Most large-scale sow farms use gestation crates, which are approximately seven feet long and two feet wide. They are large enough for pregnant sows to stand up or lie down, but too small for them to be able to turn around.
They generally only leave the gestation crates to deliver their litter of piglets in a larger stall called a farrowing crate, which confines the sow in a way that she can’t accidentally roll over onto her newborn piglets.
Critics feel the gestation crates are inhumane and focus only on profit rather than animal welfare.
“Pigs are highly intelligent and highly social,” said Matt Dominguez, a spokesman for the Humane Society of the United States. “When you put them in a gestation crate, they can’t turn around. They are unable to socialize with each other. They are unable to act like animals and engage in natural behavior.”
Farmers disagree. Kurt Nagel, sow production director for Belstra Milling Company which owns 6 hog farms in northwest Indiana and northeast Illinois, stated that gestation crates give each sow individual feeding and care. It’s also helpful because pigs tend to form social hierarchies and stronger sows will often bully weaker ones in open spaces.
“If we were to stack up all the papers written about sow housing, you’d have one pile that was three feet high that says gestation stalls are OK, and you’d have another equally as high that would say there’s big problems with gestation stalls,” said Dr. Thomas Parsons, director of the University of Pennsylvania school of veterinary medicine’s swine teaching and research center. “One of the challenges we face is we don’t have an accepted single measure of animal welfare.”

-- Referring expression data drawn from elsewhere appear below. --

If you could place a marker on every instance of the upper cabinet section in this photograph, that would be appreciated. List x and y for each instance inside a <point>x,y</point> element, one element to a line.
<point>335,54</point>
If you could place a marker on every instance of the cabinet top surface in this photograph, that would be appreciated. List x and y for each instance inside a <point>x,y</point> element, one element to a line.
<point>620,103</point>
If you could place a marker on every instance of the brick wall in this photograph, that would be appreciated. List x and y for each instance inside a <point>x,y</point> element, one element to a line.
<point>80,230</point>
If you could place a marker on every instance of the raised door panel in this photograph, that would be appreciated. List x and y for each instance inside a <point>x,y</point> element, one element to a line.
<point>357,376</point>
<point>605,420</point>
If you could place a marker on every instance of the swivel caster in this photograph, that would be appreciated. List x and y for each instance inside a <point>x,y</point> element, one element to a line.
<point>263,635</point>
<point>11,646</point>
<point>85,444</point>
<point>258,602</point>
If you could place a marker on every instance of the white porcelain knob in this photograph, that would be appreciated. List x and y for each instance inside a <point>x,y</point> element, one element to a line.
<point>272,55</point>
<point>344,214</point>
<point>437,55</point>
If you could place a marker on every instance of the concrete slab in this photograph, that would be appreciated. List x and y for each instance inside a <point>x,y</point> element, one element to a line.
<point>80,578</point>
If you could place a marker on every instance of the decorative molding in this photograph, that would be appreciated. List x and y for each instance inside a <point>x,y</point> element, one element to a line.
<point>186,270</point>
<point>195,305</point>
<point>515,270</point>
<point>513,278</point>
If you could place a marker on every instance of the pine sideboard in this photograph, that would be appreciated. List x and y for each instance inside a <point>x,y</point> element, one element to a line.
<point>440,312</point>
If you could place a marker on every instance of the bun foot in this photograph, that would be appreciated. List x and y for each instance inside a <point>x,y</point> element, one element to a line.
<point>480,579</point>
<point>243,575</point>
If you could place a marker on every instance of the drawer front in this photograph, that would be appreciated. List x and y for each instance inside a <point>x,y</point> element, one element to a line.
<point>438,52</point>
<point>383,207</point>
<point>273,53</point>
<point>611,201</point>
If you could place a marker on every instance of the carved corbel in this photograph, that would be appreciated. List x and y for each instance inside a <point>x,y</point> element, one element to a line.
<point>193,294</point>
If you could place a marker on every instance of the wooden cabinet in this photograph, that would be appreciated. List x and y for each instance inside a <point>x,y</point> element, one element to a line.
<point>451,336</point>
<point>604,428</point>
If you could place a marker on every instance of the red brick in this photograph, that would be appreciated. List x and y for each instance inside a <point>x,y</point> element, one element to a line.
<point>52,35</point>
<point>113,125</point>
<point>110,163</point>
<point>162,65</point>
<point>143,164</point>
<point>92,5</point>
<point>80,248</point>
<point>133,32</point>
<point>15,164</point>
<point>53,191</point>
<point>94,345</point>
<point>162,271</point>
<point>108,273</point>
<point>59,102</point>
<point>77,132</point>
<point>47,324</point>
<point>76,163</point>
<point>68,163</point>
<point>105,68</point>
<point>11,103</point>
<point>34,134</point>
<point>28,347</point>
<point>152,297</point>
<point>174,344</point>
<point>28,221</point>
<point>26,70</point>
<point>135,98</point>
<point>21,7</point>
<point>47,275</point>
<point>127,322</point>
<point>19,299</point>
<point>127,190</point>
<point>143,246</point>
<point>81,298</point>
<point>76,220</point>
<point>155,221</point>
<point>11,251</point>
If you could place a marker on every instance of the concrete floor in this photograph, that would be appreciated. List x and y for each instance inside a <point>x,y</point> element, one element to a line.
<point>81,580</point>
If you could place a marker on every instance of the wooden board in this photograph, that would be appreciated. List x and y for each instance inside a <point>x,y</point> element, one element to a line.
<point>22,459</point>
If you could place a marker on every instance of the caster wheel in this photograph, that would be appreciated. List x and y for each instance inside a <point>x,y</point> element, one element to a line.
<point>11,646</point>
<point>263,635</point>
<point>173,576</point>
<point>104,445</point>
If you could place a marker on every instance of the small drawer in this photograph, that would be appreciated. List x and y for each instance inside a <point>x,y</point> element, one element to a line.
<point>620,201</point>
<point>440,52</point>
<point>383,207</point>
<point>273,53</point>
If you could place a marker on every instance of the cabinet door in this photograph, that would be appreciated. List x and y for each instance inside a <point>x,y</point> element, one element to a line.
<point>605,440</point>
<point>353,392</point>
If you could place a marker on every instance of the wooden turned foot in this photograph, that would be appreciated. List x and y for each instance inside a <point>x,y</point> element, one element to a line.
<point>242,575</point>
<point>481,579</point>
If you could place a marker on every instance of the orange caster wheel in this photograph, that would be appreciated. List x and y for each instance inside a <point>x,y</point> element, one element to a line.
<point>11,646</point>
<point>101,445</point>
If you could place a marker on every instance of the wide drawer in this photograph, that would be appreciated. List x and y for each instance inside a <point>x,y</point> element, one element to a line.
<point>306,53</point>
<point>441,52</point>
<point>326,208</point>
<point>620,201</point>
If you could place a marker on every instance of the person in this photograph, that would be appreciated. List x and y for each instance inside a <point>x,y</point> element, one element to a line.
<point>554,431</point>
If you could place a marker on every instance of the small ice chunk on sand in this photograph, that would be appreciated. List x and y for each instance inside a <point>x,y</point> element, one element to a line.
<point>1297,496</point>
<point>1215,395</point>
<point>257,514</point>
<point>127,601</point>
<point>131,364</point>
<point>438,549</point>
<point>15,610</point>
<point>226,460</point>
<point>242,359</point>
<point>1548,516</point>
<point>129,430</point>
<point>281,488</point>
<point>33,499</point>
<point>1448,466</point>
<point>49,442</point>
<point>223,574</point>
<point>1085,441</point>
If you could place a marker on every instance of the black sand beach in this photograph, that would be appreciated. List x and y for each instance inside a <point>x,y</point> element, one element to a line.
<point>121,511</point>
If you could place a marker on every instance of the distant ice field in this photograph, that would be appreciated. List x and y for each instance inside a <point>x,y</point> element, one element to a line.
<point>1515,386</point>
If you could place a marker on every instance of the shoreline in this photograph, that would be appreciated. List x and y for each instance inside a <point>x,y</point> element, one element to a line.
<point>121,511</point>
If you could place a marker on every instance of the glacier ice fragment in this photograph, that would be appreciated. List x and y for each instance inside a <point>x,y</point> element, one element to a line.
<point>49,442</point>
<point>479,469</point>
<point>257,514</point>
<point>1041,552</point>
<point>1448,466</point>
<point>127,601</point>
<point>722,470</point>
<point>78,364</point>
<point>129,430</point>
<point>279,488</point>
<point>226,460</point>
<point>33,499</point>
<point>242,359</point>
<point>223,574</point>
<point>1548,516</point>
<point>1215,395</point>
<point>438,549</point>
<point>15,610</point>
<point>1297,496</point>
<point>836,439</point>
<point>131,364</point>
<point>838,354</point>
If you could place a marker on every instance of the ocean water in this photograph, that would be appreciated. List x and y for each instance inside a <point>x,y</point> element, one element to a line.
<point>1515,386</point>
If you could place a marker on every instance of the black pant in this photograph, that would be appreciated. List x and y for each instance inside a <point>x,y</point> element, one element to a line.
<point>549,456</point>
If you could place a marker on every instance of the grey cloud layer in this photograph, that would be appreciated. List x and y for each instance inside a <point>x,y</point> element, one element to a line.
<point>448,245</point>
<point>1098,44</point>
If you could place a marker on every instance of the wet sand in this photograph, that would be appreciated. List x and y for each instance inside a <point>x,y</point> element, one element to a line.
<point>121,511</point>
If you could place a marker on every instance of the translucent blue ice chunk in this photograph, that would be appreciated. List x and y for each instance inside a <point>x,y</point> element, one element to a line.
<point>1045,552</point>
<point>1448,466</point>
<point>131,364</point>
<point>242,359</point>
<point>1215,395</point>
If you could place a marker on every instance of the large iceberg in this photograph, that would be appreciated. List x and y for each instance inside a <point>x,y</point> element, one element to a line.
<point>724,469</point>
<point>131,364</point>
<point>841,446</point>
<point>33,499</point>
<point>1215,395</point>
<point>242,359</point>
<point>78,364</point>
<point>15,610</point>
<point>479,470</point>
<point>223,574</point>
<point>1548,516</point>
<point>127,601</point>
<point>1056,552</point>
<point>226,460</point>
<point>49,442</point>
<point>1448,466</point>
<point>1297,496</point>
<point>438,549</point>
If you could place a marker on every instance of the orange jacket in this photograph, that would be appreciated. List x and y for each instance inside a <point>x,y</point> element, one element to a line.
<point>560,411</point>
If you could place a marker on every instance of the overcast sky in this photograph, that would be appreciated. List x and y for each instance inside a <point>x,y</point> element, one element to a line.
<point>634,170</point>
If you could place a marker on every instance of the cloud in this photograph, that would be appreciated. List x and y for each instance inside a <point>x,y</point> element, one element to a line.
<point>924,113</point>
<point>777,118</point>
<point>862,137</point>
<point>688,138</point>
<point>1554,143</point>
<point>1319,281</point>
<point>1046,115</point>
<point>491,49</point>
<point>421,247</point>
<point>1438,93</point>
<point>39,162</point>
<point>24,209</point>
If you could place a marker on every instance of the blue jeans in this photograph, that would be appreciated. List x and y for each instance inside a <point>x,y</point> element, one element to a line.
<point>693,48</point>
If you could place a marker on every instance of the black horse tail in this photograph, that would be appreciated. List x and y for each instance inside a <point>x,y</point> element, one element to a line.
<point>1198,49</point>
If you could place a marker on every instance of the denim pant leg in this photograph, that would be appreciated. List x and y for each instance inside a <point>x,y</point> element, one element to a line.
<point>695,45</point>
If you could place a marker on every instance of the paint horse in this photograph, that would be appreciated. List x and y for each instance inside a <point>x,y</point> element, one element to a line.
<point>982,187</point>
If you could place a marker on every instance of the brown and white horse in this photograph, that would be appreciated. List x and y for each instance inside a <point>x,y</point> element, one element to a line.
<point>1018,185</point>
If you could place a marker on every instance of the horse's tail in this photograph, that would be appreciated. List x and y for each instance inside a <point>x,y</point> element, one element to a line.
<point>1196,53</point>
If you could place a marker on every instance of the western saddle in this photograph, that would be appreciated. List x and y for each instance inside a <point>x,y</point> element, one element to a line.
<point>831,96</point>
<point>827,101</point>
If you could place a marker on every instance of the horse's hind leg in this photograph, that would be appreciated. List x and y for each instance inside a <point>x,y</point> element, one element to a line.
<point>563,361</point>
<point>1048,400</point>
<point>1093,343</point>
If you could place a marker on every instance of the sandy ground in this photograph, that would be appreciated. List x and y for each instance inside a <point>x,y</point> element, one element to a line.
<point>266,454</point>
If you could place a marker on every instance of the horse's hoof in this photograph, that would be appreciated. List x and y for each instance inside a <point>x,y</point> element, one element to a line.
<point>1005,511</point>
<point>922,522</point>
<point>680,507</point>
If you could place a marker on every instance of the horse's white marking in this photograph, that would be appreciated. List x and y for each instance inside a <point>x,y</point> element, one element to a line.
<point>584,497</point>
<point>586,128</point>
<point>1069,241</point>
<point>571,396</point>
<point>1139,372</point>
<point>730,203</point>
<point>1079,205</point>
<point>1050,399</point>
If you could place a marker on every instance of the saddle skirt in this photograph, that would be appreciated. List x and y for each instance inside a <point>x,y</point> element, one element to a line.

Nine states, including Ohio and Michigan, have now banned gestation crates, requiring they be phased out from pig farms. Many European countries have done the same. For Indiana, the fifth largest pork producing state in the US, change is not likely any time soon.
Hog farmer Bill Friend, R-Macy, is the majority floor leader of the Indiana House of Representatives and sits on the House agriculture and rural development committee. He seems skeptical of legislative bans on gestation stalls.
“I would be very hesitant to jump on that bandwagon,” stated the lawmaker, who owns Friend Farms and Green Acre Ham in northern Indiana.